The total amount he received from the government for two and a half years amounts to nearly N$800 000.

Former NCIS staff member Immanuel Shivute’s receipt and use of his salary from the education ministry, where he was previously employed for 30 months while he was employed by the NCIS as chief training officer, calls into question his integrity and the confidence and trust that a national intelligence service could have in him, appeal judge Dave Smuts said in a judgement delivered in the Supreme Court on Tuesday.

“This conduct indeed in my view involves a level of deceit and dishonesty,” Smuts remarked.

He also noted that the Supreme Court has previously indicated that where an employee’s conduct involved misrepresentation or deception, it would not be fair to compel an employer to retain an employee in whom it has justifiably lost confidence.

With Smuts’ judgement, the Supreme Court ruled in favour of an appeal the NCIS and president Hage Geingob filed against a High Court judgement in which Shivute’s dismissal by the NCIS was declared unfair and unlawful in September 2022.

The High Court also ordered that Shivute should be reinstated in the position he held in the NCIS, or in a comparable position.
The NCIS discharged Shivute in May 2018, after a disciplinary hearing in which a committee found he had conducted himself in a “disgraceful, improper and unbecoming manner” by knowingly continuing to receive a salary from the education ministry while he was employed by the NCIS.

Shivute faced criminal charges after the Anti-Corruption Commission also investigated the double salary payments received by him, but those charges against him were withdrawn in July 2018.

The Supreme Court of Namibia

After his dismissal, Shivute lodged an appeal to the president in terms of the NCIS’ regulations.

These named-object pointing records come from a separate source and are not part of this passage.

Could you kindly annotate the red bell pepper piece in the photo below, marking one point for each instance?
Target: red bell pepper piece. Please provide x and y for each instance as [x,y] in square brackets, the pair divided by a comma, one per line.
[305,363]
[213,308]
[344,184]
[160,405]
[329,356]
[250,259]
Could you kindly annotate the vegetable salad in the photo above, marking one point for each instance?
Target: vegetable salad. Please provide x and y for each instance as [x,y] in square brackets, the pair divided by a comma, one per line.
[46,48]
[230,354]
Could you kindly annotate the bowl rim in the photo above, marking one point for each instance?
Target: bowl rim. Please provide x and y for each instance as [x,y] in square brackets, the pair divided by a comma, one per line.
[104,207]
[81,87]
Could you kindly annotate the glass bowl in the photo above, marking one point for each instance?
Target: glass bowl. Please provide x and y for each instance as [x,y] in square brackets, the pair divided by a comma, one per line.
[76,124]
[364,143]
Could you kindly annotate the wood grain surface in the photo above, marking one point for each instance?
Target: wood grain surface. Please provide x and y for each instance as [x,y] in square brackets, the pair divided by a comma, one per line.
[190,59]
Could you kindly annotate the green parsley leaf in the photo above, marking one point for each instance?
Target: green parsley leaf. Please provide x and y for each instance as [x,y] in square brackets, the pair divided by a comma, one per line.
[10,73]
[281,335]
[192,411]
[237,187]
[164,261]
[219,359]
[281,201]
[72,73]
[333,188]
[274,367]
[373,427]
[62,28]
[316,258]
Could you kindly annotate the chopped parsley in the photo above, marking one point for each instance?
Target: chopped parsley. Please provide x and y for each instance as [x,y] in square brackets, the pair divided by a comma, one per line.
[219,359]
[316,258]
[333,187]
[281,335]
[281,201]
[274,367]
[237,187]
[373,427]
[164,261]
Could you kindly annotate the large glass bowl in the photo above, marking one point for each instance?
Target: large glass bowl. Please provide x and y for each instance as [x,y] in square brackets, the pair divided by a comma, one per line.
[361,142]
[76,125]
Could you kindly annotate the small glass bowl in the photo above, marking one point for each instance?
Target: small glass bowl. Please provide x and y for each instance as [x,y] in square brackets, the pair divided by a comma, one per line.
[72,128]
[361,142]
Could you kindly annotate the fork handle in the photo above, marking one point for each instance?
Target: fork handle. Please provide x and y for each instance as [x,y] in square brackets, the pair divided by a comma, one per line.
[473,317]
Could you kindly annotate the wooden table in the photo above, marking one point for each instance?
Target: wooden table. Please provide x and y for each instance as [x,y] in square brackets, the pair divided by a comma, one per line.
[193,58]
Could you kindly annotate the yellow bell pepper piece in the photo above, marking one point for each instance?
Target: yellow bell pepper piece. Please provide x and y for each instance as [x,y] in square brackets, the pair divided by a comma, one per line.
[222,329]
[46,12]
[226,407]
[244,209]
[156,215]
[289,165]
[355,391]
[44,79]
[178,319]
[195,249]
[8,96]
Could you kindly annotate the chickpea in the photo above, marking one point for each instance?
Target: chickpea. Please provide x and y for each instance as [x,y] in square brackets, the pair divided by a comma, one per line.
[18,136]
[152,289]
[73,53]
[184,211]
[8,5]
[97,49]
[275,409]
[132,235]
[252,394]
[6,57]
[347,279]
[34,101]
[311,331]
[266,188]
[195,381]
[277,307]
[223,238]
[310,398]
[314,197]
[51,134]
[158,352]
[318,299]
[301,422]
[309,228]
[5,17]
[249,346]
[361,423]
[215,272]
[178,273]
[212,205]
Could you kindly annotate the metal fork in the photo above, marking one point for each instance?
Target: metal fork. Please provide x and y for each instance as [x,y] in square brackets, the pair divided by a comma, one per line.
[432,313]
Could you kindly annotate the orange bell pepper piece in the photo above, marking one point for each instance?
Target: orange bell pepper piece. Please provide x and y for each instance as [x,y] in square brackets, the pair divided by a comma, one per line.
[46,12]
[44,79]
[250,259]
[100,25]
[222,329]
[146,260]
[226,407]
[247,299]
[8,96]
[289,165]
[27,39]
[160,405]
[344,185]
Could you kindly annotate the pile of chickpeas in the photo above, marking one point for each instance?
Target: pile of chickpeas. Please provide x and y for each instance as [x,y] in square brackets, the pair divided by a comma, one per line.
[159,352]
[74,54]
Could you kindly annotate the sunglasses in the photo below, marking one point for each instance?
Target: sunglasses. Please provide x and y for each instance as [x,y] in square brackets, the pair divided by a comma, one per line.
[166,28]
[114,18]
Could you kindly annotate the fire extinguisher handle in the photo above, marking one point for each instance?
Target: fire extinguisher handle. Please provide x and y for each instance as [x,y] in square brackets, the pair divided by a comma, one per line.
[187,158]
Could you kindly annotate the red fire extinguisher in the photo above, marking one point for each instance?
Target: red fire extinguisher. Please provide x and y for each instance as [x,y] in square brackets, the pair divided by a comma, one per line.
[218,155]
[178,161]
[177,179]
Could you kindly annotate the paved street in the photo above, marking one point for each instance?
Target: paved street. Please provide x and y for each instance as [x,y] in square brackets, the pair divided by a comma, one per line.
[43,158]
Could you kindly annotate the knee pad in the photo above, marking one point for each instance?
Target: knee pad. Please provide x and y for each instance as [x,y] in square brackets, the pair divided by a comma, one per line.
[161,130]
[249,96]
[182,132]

Geingob declined the appeal in April 2021.

Shivute then challenged his discharge in the Windhoek High Court, where a judge ruled in his favour in September 2022.

In the Supreme Court’s judgement, Smuts said that since the Labour Act did not apply to Shivute’s employment in the NCIS, the High Court could not order that he had to be reinstated to his position in the intelligence service.

In his appeal to the president and his application in the High Court, Shivute complained that he was not allowed to be represented by a legal practitioner during his disciplinary hearing.

However, the NCIS regulations, which say a staff member may be represented “by another person” at a disciplinary hearing, do not exclude representation by a legal practitioner, Smuts said. That means the notice in which Shivute was informed he may not be represented by a lawyer was beyond the powers of the NCIS regulation on representation, Smuts also said.

Considering the disciplinary proceedings as a whole, though, the notice informing Shivute that he could not be represented by a lawyer did not result in the hearing being unfair, Smuts found.

He noted that Shivute, who was not represented by another person during the hearing, was given a chance to be heard – which is at the heart of procedural fairness – and he exercised that right.

Shivute did not dispute the factual allegation that he received a salary from the education ministry as well while he was employed by the NCIS, and he kept and used the salary wrongly paid to him, explaining to the disciplinary committee that “as a normal human being, anyone who receives money in their bank account will make use of it”, Smuts recorded as well.

He concluded that the disciplinary committee’s finding that Shivute was guilty and the recommendation that he should be discharged “would seem to be eminently reasonable on the facts of this matter”.

Acting appeal judges Hosea Angula and Esi Schimming-Chase agreed with Smuts’ judgement.

The president and the NCIS were represented by legal counsel Dennis Khama.

Shivute was represented by Vanessa Kauta.